Title: Sex at Dawn: The Prehistoric Origins of Modern Sexuality
Author: Christopher Ryan, PhD and Cacilda Jetha, MD
Source: My Kindle
Why I picked it up: I saw a post and/or tweet from Rebecca at "The Book Lady's Blog".
What you'll love: Informative, Interesting.
What will bug you: I think there's more to marriage than sex.
I don't typically read nonfiction. I usually prefer to get lost in a good story - one that makes me think and allows me to go somewhere else for awhile. Lots of nonfiction I've encountered reads like a textbook. Perhaps this is why I usually stay away? Every once in awhile I choose one that has information galore plus a little bit of sass. Oh, and an interesting subject - and let's face it, sex is pretty damn interesting.
The description for Sex and Dawn is: How we mate, why we stray, and what it means for modern relationships. That pretty much sums it up. The premise is that human beings are actually not evolutionarily predisposed to be monogamous. An interesting thought. Much of the evidence presented in Sex and Dawn makes sense. I agree that in prehistoric times humans were most likely not paired off, but rather "family units" consisted of groups of people who traveled together. I also agree that historically women are portrayed as being the more docile and less desire driven gender - although I do not agree that this is an actuality.

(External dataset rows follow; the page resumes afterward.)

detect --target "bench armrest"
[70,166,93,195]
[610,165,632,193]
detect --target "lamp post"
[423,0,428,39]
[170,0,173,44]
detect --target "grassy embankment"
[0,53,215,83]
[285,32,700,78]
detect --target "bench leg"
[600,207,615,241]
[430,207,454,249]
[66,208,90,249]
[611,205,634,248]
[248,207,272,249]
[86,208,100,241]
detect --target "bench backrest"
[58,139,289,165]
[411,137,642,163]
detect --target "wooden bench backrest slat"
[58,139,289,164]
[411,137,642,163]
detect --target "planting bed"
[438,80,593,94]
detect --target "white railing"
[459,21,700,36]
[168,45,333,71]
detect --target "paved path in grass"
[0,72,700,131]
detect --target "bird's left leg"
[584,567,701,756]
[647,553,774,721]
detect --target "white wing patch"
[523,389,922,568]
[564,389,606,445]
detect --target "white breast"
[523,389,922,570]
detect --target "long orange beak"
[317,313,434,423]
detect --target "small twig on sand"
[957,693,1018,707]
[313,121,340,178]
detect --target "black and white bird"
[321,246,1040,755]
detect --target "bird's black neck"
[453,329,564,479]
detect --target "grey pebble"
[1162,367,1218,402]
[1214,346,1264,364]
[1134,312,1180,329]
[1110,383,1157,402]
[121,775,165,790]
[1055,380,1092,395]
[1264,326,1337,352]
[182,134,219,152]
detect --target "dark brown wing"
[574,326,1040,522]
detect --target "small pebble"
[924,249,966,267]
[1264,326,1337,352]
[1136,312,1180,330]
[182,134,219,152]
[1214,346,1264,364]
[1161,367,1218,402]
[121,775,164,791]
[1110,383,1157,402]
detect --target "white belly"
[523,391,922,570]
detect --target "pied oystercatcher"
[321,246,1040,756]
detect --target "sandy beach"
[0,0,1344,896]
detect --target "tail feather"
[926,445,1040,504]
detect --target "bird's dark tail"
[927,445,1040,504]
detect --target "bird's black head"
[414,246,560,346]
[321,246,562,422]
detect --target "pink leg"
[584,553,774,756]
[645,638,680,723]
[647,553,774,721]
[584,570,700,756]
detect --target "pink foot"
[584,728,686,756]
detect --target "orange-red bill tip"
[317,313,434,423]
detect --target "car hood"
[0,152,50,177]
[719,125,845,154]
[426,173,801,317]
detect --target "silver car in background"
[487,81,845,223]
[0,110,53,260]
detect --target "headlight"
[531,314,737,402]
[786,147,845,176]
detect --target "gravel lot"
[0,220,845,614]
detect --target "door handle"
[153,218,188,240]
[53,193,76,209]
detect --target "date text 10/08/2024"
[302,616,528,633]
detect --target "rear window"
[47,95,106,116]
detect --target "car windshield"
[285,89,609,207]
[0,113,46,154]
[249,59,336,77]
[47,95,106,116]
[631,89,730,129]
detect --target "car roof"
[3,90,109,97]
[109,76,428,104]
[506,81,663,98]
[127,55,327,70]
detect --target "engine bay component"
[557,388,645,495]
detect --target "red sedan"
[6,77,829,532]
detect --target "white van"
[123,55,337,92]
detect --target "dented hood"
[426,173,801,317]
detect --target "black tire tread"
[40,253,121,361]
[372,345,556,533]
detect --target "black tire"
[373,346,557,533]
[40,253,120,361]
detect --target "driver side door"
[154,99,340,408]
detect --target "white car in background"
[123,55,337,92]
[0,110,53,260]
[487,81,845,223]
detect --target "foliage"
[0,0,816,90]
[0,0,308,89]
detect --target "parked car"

I enjoyed this book at first, and then it got pretty focused on monkeys - and I lost interest a little. (Luckily the monkey-talk became less dense as the book progressed...) I was expecting to read about ancient sexual rituals. How fun! Instead there was a lot of evolutionary information - which turned out to be interesting, but not what I expected, which made me a little bummed at first. The authors certainly have lots of information that confirm what they are saying, and I agree with most of it.
Here's my qualm. I like sex as much as the next gal. However, great sex does not a lifelong partnership make. I married my husband for many reasons. Okay, the sex is good - but there's a lot more that figured into my decision. The physical stuff is fleeting. I am married to a man who I really enjoy being around. He makes me laugh. He understands me. Do I think many people base their decision on a lifelong partner on lust? Yes. Did I? No. Will we still be attracted to other people? Yes, and we will continue to cross those bridges as we come to them. I think that the "why we stray" portion of the description has to do partly with evolutionary predispositions, but partly with the slightly dysfunctional attitude of not wanting or not willing to be able to work through tough times. ...and there will be tough times. Anyone who does not think there will be is in for an unpleasant surprise. Every couple has shit to work through, no matter how in love they are.
I enjoyed this book. I'm glad I read it. It definitely gave me much to think about.